Dad gave me a Spanish guitar, one he had bought through a correspondence school. Dad played accordion, violin, and mandolin at taverns, usually accompanied by Charlie Mattek, who played guitar and sang. Dad said that if I practiced, I could join the duo and make some money.

Dad bought a guitar book, and with his usual patience, showed me how to place my fingers—G-F-G—and to strum time. Once I learned chords, he played his violin and I accompanied him. His favorite tunes were sentimental country songs from his childhood or ones he had learned as a roustabout and farm hand: “Over the Waves,” “Red River Valley,” “I'm Dreaming Tonight of Sweet Hallie,” “The Prisoner's Song,” “Red Wing.” He made no effort to learn popular songs.

Hardly a day passed without his playing or singing. He sang us to sleep, holding both child and banjo on his lap. On the rare occasions when we had company, Dad performed. On good days we would take kitchen chairs to the front yard and play The music seemed so perfect, so pure in contrast to our lives.

Although I learned to manipulate a handful of guitar chords, I never mastered the skill of picking out solos. I strummed mechanically, rarely feeling the music. When I later played tuba in the high school band, despite hours of practice, my playing was rote. I lacked Dad's spontaneity; he could relax, and, immersing himself wholly in his art, produce music.

Part Three: Summer

 

The Jollys

By traversing Ewald's forty and our own, we reached Perch Lake, the best of all nearby lakes for swimming. Minnow, nearer our house, was thick with bloodsuckers. And wading was impossible—you were soon up to your knees in muck. Perch Lake had a wide sandy shore and a sandy bottom. To get to the beach you had to cross a large potato field owned by a bad-tempered bachelor, John Simon, the town grave digger, whose house was invisible from the lake.

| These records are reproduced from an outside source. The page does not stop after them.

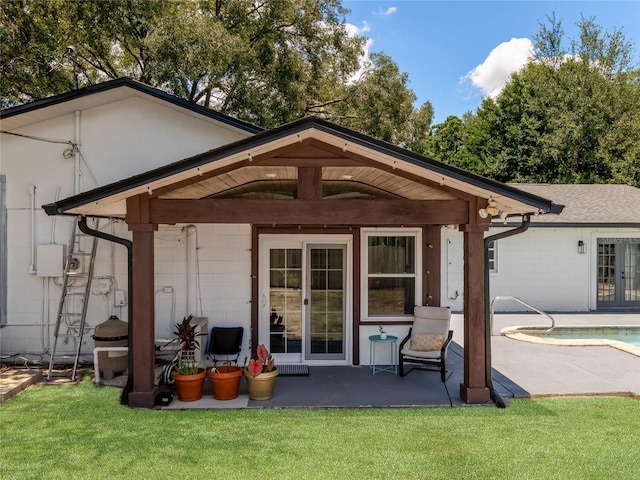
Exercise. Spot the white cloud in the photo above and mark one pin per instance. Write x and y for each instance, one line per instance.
(353, 30)
(388, 11)
(364, 61)
(492, 75)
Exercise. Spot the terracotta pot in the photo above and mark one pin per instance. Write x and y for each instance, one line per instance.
(261, 387)
(225, 382)
(189, 387)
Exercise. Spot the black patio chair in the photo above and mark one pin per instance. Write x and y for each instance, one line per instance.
(225, 342)
(428, 340)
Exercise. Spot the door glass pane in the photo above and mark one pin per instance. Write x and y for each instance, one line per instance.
(390, 296)
(326, 322)
(285, 300)
(632, 272)
(391, 254)
(606, 272)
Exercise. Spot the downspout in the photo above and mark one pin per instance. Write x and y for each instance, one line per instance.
(495, 396)
(76, 149)
(84, 228)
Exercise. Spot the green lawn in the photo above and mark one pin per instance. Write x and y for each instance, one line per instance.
(67, 432)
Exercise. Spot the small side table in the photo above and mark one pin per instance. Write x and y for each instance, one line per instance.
(393, 341)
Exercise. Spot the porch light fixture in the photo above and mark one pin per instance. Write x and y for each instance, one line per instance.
(582, 247)
(490, 210)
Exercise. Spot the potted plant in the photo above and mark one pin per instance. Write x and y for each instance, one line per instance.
(188, 377)
(383, 334)
(261, 374)
(225, 381)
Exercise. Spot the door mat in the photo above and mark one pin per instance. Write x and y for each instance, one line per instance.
(291, 370)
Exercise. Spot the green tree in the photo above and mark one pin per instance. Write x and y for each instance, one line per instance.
(267, 62)
(566, 117)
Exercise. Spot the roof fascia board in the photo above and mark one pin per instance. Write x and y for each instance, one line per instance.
(140, 87)
(283, 134)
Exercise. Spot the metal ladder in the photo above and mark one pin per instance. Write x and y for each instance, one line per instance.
(72, 309)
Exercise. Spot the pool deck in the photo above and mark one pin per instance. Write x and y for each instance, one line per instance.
(520, 369)
(544, 369)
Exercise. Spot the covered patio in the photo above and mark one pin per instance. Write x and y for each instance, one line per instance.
(315, 179)
(355, 386)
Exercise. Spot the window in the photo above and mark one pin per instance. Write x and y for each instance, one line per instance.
(391, 273)
(492, 256)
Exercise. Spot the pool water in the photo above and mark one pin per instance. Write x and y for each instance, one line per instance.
(622, 337)
(633, 339)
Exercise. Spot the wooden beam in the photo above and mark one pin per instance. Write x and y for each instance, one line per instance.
(143, 328)
(310, 183)
(431, 284)
(474, 389)
(309, 212)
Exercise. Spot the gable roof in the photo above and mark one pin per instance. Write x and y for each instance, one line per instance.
(109, 200)
(104, 93)
(589, 205)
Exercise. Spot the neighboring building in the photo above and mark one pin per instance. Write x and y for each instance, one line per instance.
(333, 231)
(586, 258)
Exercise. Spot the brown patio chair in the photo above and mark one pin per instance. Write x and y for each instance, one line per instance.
(426, 344)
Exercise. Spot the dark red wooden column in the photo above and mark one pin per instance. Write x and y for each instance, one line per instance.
(143, 327)
(474, 389)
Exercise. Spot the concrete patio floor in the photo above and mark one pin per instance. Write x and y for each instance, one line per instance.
(520, 369)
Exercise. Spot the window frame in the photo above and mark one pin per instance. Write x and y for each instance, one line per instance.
(365, 233)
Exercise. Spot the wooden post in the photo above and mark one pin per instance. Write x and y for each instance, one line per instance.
(143, 328)
(474, 389)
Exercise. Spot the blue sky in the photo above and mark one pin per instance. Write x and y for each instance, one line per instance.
(457, 52)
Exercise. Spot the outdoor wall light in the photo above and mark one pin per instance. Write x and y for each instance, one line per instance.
(582, 247)
(490, 210)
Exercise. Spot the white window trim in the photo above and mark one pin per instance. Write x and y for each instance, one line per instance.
(365, 233)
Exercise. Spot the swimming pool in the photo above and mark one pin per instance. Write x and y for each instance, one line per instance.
(622, 337)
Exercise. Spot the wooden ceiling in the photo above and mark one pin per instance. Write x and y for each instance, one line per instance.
(278, 173)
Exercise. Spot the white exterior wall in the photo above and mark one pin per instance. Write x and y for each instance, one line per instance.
(541, 266)
(116, 140)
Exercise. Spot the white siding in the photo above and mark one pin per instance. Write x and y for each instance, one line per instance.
(116, 140)
(541, 266)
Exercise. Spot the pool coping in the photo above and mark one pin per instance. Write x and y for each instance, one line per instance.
(517, 333)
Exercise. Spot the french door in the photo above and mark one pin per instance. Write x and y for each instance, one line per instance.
(618, 272)
(305, 300)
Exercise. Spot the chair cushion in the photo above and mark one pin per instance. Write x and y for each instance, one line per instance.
(425, 342)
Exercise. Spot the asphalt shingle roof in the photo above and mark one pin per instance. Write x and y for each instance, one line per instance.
(608, 204)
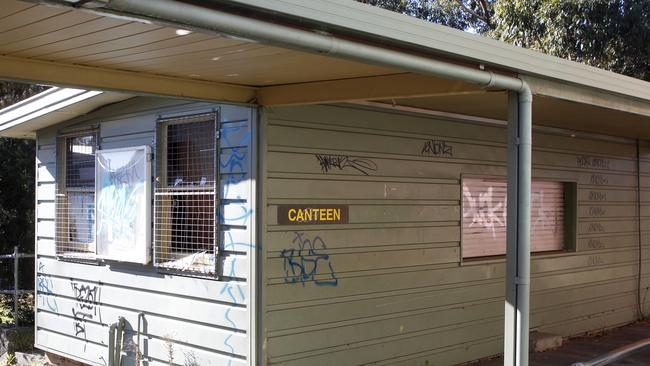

A grassy bluff with scrub Norway pines overlooked the beach. By getting a good run, you propelled yourself into the water. We had contests to see who could jump the farthest. For a swimsuit I wore old jeans cut off above the knees. My sisters had one-piece suits from Sears. Nell, only four, rarely went with us. My cousin Grace's breasts had already formed. George Jolly delighted in flashing his rear at Grace—“mooning,” he called it.

I enjoyed going to Perch Lake with the Jollys. George was my age, Bill a year older. They lived at the opposite end of Sundsteen, a mile and a half past the school. I thought nothing of walking the distance to meet them, and since there were no telephones, there was no way of knowing whether they would be home or not. They came from a huge family of ten children. Bill and George loved fishing and often went to Columbus Lake.

The Jolly house was a two-storey affair covered with gray shingles. It had the usual spread of outbuildings—a barn with lofts for hay, a henhouse, a pigsty, and corrals for cows. The father and the oldest son worked for the Wisconsin-Michigan Lumber Company. Mrs. Jolly was an ebullient woman with huge breasts who wore the same dress for months, until it turned to shreds. All of her dresses were of the same magenta Rit tint, the hue rubbed dull by grease and child-soil.